Databricks is an Enterprise Software company that was founded by the creators of Apache Spark. It is known for combining the best of Data Lakes and Data Warehouses in a Lakehouse Architecture.

This blog talks about the different commands you can use to leverage SQL in Databricks in a seamless fashion. These include commands like SELECT, CREATE FUNCTION, INSERT, LOAD, etc. It also gives a brief overview of Databricks and SQL before diving into the various Databricks SQL functions that you can leverage for your business.

What is Databricks?

Databricks SQL: Databricks Logo

Databricks is a Cloud-based Data platform powered by Apache Spark. It primarily focuses on Big Data Analytics and Collaboration. With Databricks’ Machine Learning Runtime, managed ML Flow, and Collaborative Notebooks, you can avail a complete Data Science Workspace for Business Analysts, Data Scientists, and Data Engineers to collaborate. Databricks houses the Dataframes and Spark SQL libraries that allow you to interact with Structured data.

Key Features of Databricks

Databricks has carved a name for itself as an industry-leading solution for Data Analysts and Data Scientists due to its ability to transform and handle large amounts of data. Here are a few key features of Databricks:

  • Delta Lake: Databricks houses an Open-source Transactional Storage Layer meant to be used for the whole Data Lifecycle.
  • Optimized Spark Engine: Databricks allows you to avail the most recent versions of Apache Spark. You can also effortlessly integrate various Open-source libraries with Databricks.
  • Machine Learning: Databricks offers you one-click access to preconfigure Machine Learning environments with the help of cutting-edge frameworks like Tensorflow, Scikit-Learn, and Pytorch.  
  • Collaborative Notebooks: Armed with the tools and the language of your choice, you can instantly analyze and access your data, collectively build models, discover and share new actionable insights.

What is SQL?

SQL is designed for managing the data in a Relational Database Management System (RDBMS) based on Tuple Relational Calculus and Relational Algebra.
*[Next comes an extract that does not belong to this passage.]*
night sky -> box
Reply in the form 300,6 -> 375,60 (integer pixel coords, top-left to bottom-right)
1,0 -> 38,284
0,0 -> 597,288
You need to install and set up a database first to perform SQL queries. 

SQL is divided into several language elements such as:

  • Predicates: The predicates specify the conditions that can be evaluated to SQL three-valued logic (3VL) or Boolean truth values.
  • Expressions: These can produce either table consisting of rows and columns of data or scalar values. 
  • Clauses: These are constituent components of statements and queries.
  • Queries: Queries can help you retrieve the data based on specific criteria, and is an important part of SQL.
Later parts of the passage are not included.